The individual stories were portrayed very well, though. In Dunkirk itself, we had the commander at “the mole”, faced with a seemingly impossible situation. There was only one site where it was possible for a large vessel to dock. The Wehrmacht were getting closer and closer, and the men on the beaches and any ship being loaded were sitting ducks for the Luftwaffe to aim at. In clear weather, you could see the British coast – so near, and yet so far. Not only so near for the men to be evacuated to, if only they could get across the English Channel safely, but also so near for the Germans to reach, with everyone fully expecting an invasion of Britain to be next. He was hoping to get around 35,000 men away. In the end, ten times that number were evacuated, and we saw him thanking some the civilians who’d made such a dangerous journey on their little ships, and then being one of the last to leave.
We also had a group of young soldiers, hoping desperately to get away – trying to dodge the bombs at Dunkirk, seeing men being killed all around them, and then being able to board a ship only for that to be bombed as well. It did get a bit too Boys’ Own-ish, as they then decided that they were going to try to find another vessel themselves, and got on board a Dutch boat whose owner had conveniently left it sitting on the beach whilst he waited for the tide to turn. Then there was a fight when they thought they’d found a German spy, but then it turned out that he was French, but then they got the needle about that as well. There was a definite whiff of Enid Blyton or Arthur Ransome about some of it, but, OK, it was a film, not a documentary.
Then there were the RAF pilots. This is probably the aspect of the Dunkirk evacuation which gets overlooked. You tend to think of it as the Army being evacuated by sea, with the RAF’s main role coming later, in the Battle of Britain – but the RAF played such a crucial role in the Dunkirk evacuation, engaging in terrifying dogfights as they tried desperately to stop the Luftwaffe from sinking the evacuation ships. At the end, as the soldiers arrived safely back in Britain, one of the RAF men was taken prisoner by the Germans.

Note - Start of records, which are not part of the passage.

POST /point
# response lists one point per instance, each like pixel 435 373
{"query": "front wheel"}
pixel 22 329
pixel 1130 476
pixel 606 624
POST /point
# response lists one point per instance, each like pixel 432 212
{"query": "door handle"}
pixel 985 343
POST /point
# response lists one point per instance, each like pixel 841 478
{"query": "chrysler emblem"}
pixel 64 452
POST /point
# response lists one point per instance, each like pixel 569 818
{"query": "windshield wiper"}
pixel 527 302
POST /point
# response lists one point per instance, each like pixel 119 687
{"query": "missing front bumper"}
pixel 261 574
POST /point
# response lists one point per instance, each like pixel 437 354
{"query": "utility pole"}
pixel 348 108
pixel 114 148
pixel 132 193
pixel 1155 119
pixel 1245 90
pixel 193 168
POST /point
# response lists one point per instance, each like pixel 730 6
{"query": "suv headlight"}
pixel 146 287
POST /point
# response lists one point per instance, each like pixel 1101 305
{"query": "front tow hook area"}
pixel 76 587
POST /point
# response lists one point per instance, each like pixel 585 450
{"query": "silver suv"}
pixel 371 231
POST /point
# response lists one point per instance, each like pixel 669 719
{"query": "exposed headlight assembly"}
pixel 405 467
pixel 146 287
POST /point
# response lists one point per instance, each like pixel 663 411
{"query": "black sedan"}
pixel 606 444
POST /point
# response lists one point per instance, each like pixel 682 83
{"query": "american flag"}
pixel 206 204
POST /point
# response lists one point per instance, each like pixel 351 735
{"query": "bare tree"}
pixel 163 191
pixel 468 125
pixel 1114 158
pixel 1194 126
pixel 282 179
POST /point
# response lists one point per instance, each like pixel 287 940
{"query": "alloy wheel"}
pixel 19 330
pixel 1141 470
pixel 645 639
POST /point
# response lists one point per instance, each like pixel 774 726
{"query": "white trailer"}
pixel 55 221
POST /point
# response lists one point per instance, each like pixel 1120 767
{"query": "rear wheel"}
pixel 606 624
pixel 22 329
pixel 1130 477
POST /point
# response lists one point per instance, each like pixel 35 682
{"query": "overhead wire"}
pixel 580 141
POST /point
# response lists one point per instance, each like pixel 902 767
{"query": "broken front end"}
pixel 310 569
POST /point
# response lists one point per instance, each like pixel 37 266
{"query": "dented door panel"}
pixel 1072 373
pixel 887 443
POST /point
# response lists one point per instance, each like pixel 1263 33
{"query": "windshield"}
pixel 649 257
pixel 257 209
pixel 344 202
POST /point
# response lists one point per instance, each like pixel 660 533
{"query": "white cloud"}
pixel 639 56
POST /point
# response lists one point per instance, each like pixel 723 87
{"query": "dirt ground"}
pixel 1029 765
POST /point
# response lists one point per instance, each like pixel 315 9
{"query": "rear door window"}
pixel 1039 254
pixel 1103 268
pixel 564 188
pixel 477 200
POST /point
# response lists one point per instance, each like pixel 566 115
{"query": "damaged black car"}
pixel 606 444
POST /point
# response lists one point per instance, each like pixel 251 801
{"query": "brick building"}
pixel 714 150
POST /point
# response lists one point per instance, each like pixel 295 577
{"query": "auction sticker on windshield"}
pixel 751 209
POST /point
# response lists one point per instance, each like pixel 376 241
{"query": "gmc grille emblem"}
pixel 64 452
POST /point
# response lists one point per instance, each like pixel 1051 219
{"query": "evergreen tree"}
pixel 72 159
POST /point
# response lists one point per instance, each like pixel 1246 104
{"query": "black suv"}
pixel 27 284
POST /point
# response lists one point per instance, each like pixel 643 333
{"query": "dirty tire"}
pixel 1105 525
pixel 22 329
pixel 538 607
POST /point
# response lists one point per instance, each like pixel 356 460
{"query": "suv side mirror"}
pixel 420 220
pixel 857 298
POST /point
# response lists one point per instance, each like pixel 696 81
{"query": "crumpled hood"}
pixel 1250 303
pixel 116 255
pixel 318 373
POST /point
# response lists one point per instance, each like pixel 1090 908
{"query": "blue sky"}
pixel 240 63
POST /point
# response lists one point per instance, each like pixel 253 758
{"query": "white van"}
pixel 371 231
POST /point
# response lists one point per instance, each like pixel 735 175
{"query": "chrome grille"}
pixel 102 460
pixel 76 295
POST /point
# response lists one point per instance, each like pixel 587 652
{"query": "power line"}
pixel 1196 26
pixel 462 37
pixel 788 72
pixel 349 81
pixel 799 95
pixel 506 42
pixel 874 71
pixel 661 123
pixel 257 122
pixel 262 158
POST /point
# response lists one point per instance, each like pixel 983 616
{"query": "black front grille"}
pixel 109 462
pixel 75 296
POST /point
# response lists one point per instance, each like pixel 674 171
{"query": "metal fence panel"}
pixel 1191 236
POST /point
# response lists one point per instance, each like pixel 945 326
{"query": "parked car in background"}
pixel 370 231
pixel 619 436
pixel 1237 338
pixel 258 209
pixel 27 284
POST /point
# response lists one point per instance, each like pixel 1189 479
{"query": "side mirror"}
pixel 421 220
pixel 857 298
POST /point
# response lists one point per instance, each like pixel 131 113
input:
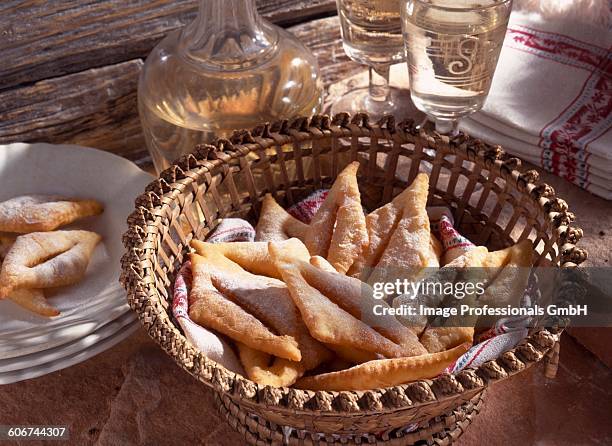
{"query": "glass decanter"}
pixel 229 69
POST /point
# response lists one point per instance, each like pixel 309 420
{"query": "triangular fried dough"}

And there was the little ship. I remember once, it must have been in the late ’80s or early ’90s, being on a day out somewhere and going on one of those boat trips you can do, an hour or so up and down a canal in a scenic spot, and seeing a plaque on this little pleasure boat, honouring it for having taken part in the Dunkirk evacuation. The story in the film was about that sort of ship – a little pleasure boat. The owner of the boat, whom we later found out had lost his eldest son early on in the war, set out for Dunkirk with two young lads, his younger son and one of his younger son’s friends. The son’s friend felt that he’d never achieved anything, and wanted to do something good. He ended up dying (after being knocked down by a shell-shocked soldier), but he was hailed a hero in the local press. If that sounds a bit cheesy, it isn’t – apparently there’s a true story about a young lad who felt like a failure, just wanted to do something good, died during the evacuations, and was hailed as a hero.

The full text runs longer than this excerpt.